Several prominent US legislators are on the campaign's side - "they see it as an issue of morality," explains Merle Ratner, co-coordinator of VAORRC. But given the scale of any payout, progress is unlikely to be swift: the US Congress has already squabbled over how to assign $3 million in humanitarian aid marked for clean-up.

To keep the pressure on, a delegation of Vietnamese women will arrive in New York on September 29th for a 10-city speaking tour. Among them is a 21-year-old computer science student, Tràn Thi Hoàn. She says she will tell public and TV audiences how she was born without two legs and with an atrophied hand. One of the many children of those affected during the war, she's learned English in the 12 years she has spent in a residential Agent Orange treatment centre in Ho Chi Minh.

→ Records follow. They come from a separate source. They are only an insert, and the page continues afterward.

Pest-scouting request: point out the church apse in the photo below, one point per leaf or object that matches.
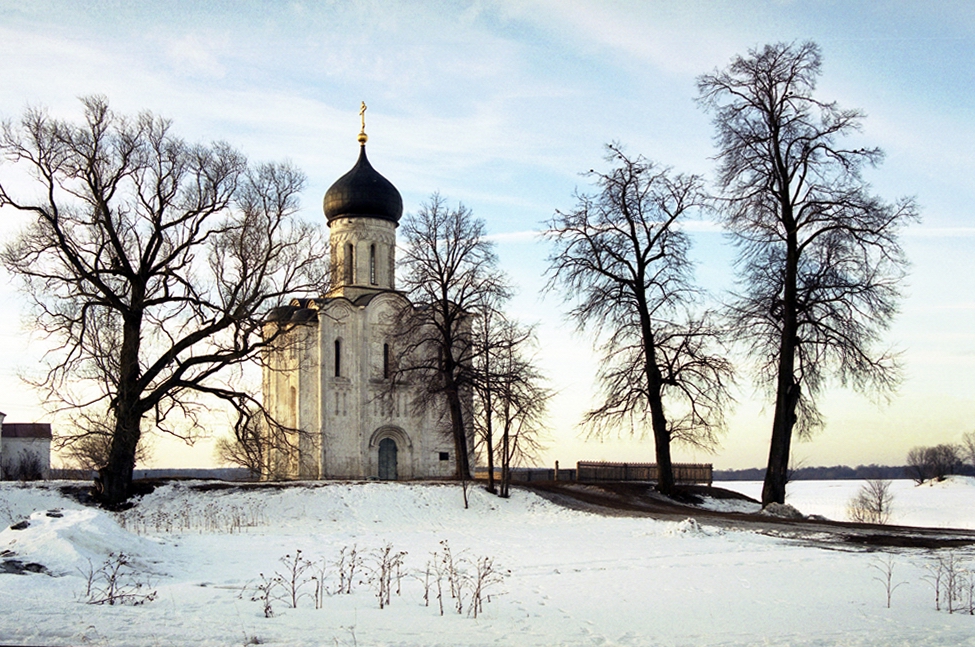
(353, 426)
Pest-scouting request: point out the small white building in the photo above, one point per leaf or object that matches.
(25, 450)
(331, 380)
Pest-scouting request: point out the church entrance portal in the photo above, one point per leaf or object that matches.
(387, 459)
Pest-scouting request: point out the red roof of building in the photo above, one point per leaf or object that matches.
(26, 430)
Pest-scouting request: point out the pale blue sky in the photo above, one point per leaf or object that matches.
(501, 105)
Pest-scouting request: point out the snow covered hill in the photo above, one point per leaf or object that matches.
(562, 577)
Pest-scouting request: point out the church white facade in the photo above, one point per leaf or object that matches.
(331, 380)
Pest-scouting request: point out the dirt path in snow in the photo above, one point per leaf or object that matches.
(639, 499)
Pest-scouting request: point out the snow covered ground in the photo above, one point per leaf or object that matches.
(572, 578)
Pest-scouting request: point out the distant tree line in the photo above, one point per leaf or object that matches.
(820, 473)
(842, 472)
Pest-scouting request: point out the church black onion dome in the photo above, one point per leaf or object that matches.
(363, 192)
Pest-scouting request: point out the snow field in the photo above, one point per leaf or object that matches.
(575, 578)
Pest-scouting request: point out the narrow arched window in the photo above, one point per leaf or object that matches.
(372, 264)
(349, 263)
(338, 358)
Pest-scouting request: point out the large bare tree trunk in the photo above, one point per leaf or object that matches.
(116, 476)
(462, 462)
(787, 389)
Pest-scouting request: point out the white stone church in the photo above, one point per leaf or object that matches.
(330, 381)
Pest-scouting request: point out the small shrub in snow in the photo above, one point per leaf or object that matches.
(213, 517)
(264, 593)
(872, 502)
(349, 561)
(783, 510)
(953, 583)
(293, 579)
(467, 580)
(116, 582)
(885, 566)
(320, 580)
(385, 565)
(485, 576)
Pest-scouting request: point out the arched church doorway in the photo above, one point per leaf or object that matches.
(387, 459)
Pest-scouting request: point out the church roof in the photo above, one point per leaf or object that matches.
(363, 192)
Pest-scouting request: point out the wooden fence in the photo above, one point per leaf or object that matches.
(684, 473)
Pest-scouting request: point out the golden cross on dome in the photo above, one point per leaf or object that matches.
(362, 115)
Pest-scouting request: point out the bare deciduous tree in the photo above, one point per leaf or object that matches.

Vietnamese sufferers have vociferous allies in a core of US army veterans who also suffered from exposure to the dioxin. Bernie Duff, a Michigan-born army medic who suffers skin disorders from his exposure in 1969 and 1970, raises funds and awareness for Vietnamese children born with related defects. The 60-year-old Irish-American went back to Vietnam in 2006 to confront the nightmares which have haunted him since his service time. Seeing the needs of fellow Agent Orange victims, he stayed, and this year walked from Hanoi to Ho Chi Minh City to raise money for a school caring for affected children.

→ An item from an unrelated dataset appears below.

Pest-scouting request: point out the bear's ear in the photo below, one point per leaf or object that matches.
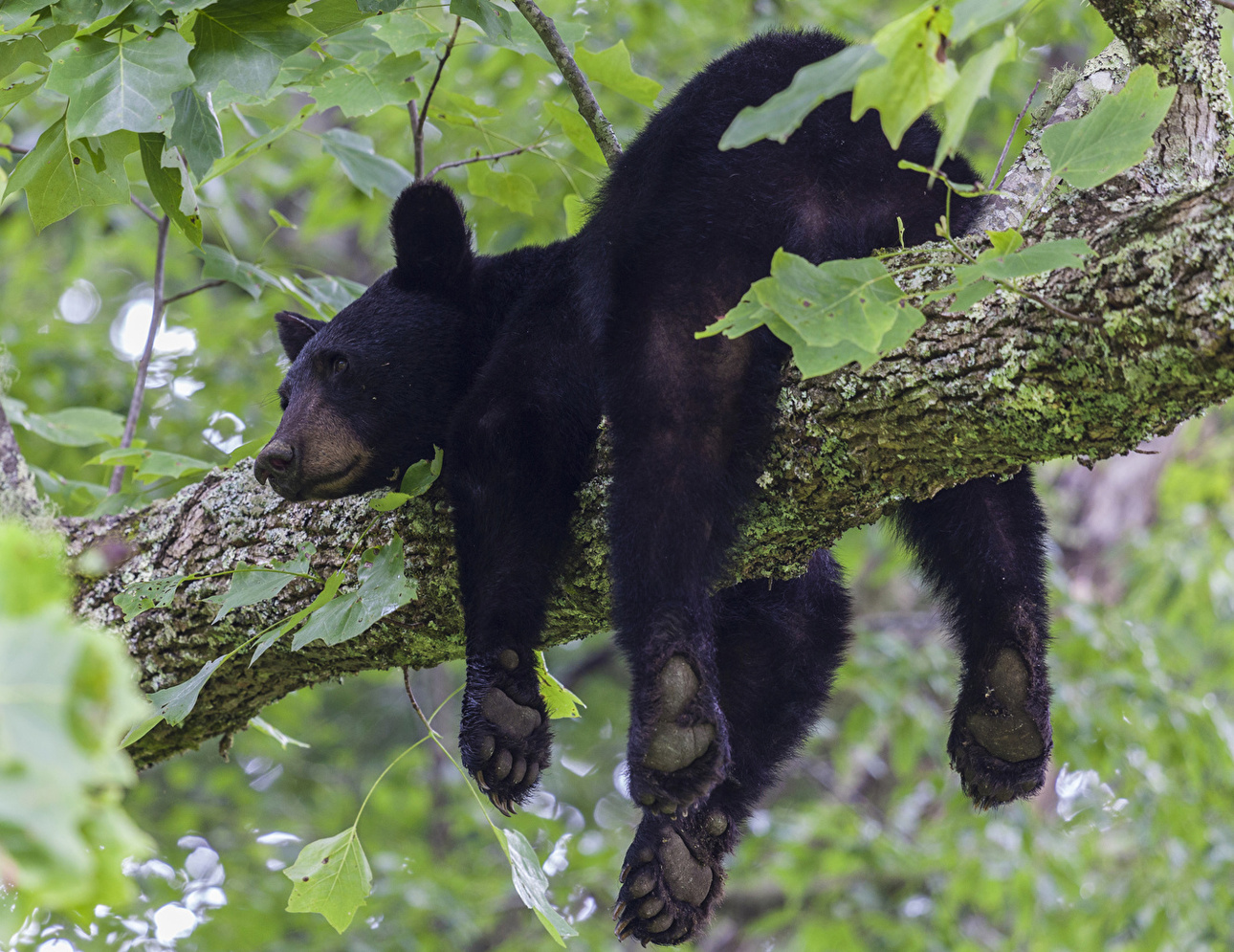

Many of the Vietnam War victims have succumbed to cancer with "horrible defects", which in third-generation sufferers includes mangled bodies and over-sized heads, explains Ratner. Parents who give up their jobs to care for the children invariably slide into poverty.

Duff's goal is to build a training hospital in central Vietnam, easily accessible and staffed with doctors and specialised equipment for treating the Agent Orange victims. Though he is steering clear of the court case - "simply so we can appeal to all sides for help" - Duff is one of the veterans who took a class action suit against the chemical companies in the 1980s which ended in a lump sum payment (but rejection of responsibility) by the chemical companies. Most of the money was eaten up by legal fees. US veterans, however, got respite in 1991 with the passage of the Agent Orange Act, which deemed that Agent Orange illnesses could be considered service-related and covered by veteran health care.

Any compensation for the Vietnamese victims better be "substantial," says Merle Ratner. As an indication of the needs she points to the $30,000 being spent annually to treat each US veteran affected by Agent Orange. If the Supreme Court goes against them, VAORRC is preparing a Michael Moore-style campaign to target the chemical companies' well-advertised image as responsible multinational corporations. This may have some effect in throbbing Asian cities like Hanoi, a promised land for western multinationals. Dow and Monsanto have both opened offices in Vietnam.